If nothing else, Metaverse is already creating work for futurists to express their opinions on how consumers behave when we spend every waking hour strapped into VR headsets.
For those looking for a glimpse into how we dress up cyberspace, look no further than Screen Wear, an article by Virtue Worldwide, Vice Media’s creative agency. He has previously written on other specific topics of the time such as Animal Crossing, the “digital renaissance” and the “collective awakening” of Generation Z.
Screenwear itself is a massive 96-page industry analysis that promises to “transcend stats and internal culture” and into “culture 3.0”.
What it does ultimately do is expose the ongoing mystery about what the metaverse actually means – despite the massive amounts of money being poured into the projects – and the historical amnesia needed to make it look new.
Before we get to the report itself, you should take a look at the NFT range that was launched alongside it. My personal favorite is the Buckaclava, a bucket hat/balaclava that represents “complete creative freedom with no physical limitations,” while being an easy—albeit not fun—combination to create in the real world.

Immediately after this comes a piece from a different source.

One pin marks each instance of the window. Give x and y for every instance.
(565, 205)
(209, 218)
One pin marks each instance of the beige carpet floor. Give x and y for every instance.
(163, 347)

The analysis itself is based on a survey of 3,000 respondents, as well as interviews with experts, including artists and NFT creators (some might speculate that they have a vested interest in developing the industry).

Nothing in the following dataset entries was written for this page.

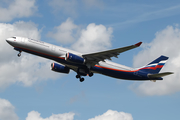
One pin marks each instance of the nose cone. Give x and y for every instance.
(10, 40)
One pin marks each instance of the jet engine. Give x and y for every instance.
(74, 58)
(59, 68)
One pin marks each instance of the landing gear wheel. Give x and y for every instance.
(77, 76)
(19, 54)
(81, 79)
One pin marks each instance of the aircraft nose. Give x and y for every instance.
(9, 40)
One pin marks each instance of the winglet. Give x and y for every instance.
(138, 44)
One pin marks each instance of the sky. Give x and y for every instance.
(30, 90)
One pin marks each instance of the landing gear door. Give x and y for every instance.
(53, 48)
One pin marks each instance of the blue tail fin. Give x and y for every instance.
(155, 66)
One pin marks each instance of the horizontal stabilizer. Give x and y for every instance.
(159, 75)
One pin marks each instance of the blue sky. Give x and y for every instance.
(30, 90)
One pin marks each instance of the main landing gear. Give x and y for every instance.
(81, 79)
(19, 54)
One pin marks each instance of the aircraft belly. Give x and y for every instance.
(119, 74)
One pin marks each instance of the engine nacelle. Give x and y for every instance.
(74, 58)
(59, 68)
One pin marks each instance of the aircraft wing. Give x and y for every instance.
(94, 58)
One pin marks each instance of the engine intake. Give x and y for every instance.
(59, 68)
(74, 58)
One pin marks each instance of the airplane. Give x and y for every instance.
(88, 64)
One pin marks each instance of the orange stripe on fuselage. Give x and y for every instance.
(115, 69)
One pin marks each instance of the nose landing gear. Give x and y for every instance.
(19, 54)
(80, 78)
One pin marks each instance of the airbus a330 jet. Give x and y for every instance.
(88, 64)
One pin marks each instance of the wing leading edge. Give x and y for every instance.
(94, 58)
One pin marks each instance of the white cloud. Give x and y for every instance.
(64, 33)
(166, 42)
(34, 115)
(95, 3)
(7, 113)
(27, 69)
(113, 115)
(66, 6)
(17, 9)
(94, 38)
(7, 110)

We initially had a little bump with his “short history of the future” (which is really just a list of digital “things” and science fiction).
Famous, nothing else has to do with the intersection of online culture and the intersection of fashion that was launched between 1992 and 2009. Nothing at all. Not a bachelor sausage.
The decision to include Bitcoin and Ethereum in the category in a “future” story also appears to be more difficult as the massive cryptocurrency crash continues into 2022 (at least Terra is not on the list).
But you might say history is old hat. Virtue’s research on responses to the word “metaverse” looks more promising (ignore the 200% number: respondents can choose multiple entries).
But while the report says 83% of people have a “positive perception,” the largest category was “curious” (according to 50% of all respondents). Polymorphism is tricky business – I might be curious to see if my dog emptied the trash; I’m not sure of that.
The fact that less than half said they were unequivocally excited or inspired by the word “metaverse” and at least one-fifth of respondents expressed displeasure, is perhaps more telling.
My permanent personal experience has been a press conference before the Australian Open kicks off in Decentraland, a digital world that Virtue’s story began before Trump’s presidency.
Unfortunately, seven years in the business have not been able to cope with connectivity issues, which means that questions and answers in the future will have to be done on Google Hangouts without videos. I would say that quelled my curiosity for the time being.
At this point, you might be wondering how virtue defines the metaverse, a term known for its ambiguity. The answer appears (sort of) after a few slides:
The real metaverse seems to be what we’ve wanted all along. Sent a selfie with bunny ears? You had a metaverse experience. Did you waste hours in Runescape as a kid? You had a metaverse experience. Did you throw your life savings into bitcoin? That’s right, you’ve been through the metaverse (and probably pissed off).
based Act Provide more than one definition when calling:
In general, we like to think of the metaverse as a shared fantasy – an altruistic illusion, if you will – that’s bigger than the sum of its parts (coding, XR, gaming) and it’s mainly about bringing the excitement back to the internet that has left most people fed up over the past few years.
So it was clarified.
Now that we know the metaverse seems like a meaningless term for “things we love online,” we can move on to how the report handles digital identity, which he said was its biggest selling point. virtual fashion.
On the surface, it appears to be more solid. People have been using virtual worlds to explore gender, race, and sexuality for decades, often overturning the limitations of platform design. See Julian Diebell’s 1993 article “Rape in Cyberspace” or “Bonnie Nardy My Life as an Elf Lily Priest for Good or Evil”.
But to sell the “new” era of metaphors, this story must be set aside in favor of vitriolic speculation.
“Can you be a body that is not yours? Can you belong to an ethnic group that is not yours?” asks an expert, asking questions to which the answer has been “yes” since the end of the twentieth century.
Then we slip into the discourse of the “digital self,” which proposes a separation of virtual and physical identities, rather than a complex whole. Snap sociologist Nathan Jorgensen described the “digital dichotomy” fallacy in 2011 (interviewed by Tim Bradshaw in 2019 here).
And herein lies the great waste of so much “metaverse talk” that would focus on selling an imaginary future rather than questioning whether the new verses would be better than what we have now.
If you want to tell brands that kids will spend half their lives in Bored Punk Kitty Land, old-fashioned electronic thinking isn’t enough.